Hong Kong’s low and simple taxation system is about to be demolished. A Goods & Services Tax — or VAT as it is known in Europe — is to be introduced, though at the lowly rate of 5 percent compared to Europe’s 15 to 22 percent.
But on balance I must agree that a sales tax in HongKong is both overdue and a sound idea. I definitely do not agree with the comment by our last colonial governor, the meddlesome Fat Pang, that such a tax would be ‘socially inequitable’.
For as long as anyone can remember, which means within the lifetime of everyone here in Hong Kong, we have enjoyed a system where a few people pay low direct taxes on their salaries, while the majority pay no tax at all Indeed the super rich have had no need to pay any tax at all since they can always earn their income in the form of dividends which are not taxable.
But I was worried to read that property developments are to be exempted from the new sales tax which is bound to look like government favouritism towards powerful property tycoons.

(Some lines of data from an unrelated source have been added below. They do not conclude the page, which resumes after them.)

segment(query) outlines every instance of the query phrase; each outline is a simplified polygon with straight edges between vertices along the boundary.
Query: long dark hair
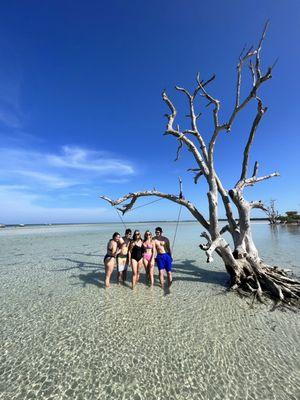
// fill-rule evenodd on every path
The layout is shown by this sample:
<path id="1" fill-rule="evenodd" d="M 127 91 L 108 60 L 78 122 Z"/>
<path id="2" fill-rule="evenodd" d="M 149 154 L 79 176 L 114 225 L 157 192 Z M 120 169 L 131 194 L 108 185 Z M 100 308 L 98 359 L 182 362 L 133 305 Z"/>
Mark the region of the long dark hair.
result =
<path id="1" fill-rule="evenodd" d="M 136 229 L 136 230 L 133 232 L 133 237 L 132 237 L 132 241 L 133 241 L 133 242 L 136 242 L 137 236 L 139 236 L 140 239 L 141 239 L 141 233 L 140 233 L 140 231 L 139 231 L 138 229 Z"/>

The crucial point is that, as is being commented on with increasing frequency, only a minority of the working population pays any direct salaries tax. Remember that Hong Kong has no general ‘income tax’, only a selective ‘salaries tax’! Out of a working population of 3.4 million people only 1.2 million people pay the salaries tax. And company tax rates are set low by international standards.
So Hong Kong is noteworthy for being a very rich community where only a small number of people pay tax and the government is greatly dependent on revenue from land sales and rents.

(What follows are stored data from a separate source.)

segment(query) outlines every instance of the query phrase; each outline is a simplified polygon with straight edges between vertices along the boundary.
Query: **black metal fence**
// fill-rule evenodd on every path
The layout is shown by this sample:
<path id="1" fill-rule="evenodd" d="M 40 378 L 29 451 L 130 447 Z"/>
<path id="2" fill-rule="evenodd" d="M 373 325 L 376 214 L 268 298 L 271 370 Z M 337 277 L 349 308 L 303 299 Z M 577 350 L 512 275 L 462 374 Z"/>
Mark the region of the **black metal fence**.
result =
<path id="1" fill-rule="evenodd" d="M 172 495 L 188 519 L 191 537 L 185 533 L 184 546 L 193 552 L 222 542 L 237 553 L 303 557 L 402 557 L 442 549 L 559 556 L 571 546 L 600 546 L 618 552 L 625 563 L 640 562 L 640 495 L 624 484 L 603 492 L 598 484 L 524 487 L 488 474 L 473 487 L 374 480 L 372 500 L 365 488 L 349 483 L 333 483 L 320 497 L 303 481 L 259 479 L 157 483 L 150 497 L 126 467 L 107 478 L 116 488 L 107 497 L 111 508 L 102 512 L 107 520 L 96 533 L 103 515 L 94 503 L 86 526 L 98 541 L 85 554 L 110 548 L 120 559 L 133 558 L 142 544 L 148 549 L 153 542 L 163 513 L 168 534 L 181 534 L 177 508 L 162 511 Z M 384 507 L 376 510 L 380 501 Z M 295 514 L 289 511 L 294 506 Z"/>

It was the British who invented this clever device and for many decades the Hong Kong people were happy with this colonial system. Landowners, property speculators and tycoons made themselves very rich on the property bandwagon. Meanwhile owner occupiers of flats have increasingly come to realise that the government’s high-land-value policy is in effect a distorting, disguised and indiscriminate form of taxation.
The government owns all the land. If it needs money it sells a little bit and at its sole discretion may permit a skyscraper to be built. So everyone who buys property is paying tax to the government by way of the inflated price. Rentals prices are also a disguised form of taxation.
So if the government now wishes to broaden the tax base by introducing a GST I must congratulate the government. The decision is long overdue but it raises one major question. Does a broader tax base mean the government will be less reliant on revenue from land sales and property? If so, the implication is that land and property prices are likely to fall. Is this why property developments are being exempted from the GST?
The government is caught between two opposing policies. The majority of the population would like to see the lower property prices and rents that the GST could bring, but big business wants property to continue to be vastly overpriced.
The idea of a GST also needs some fine-tuning. Personally, I believe a 5 percent GST is about right but there has to be some adjustment for the poorer members of the community. I also strongly believe that education, including newspapers and magazines, should be exempted from GST.
Certainly teachers who play a crucial part in the dissemination of knowledge should not have their services taxed. I have no quarrels if luxuries are taxed at a higher rate but one thing is certain. In the years to come the tax will only go up and not down. Once blood is tasted who is willing to forgo the pleasure?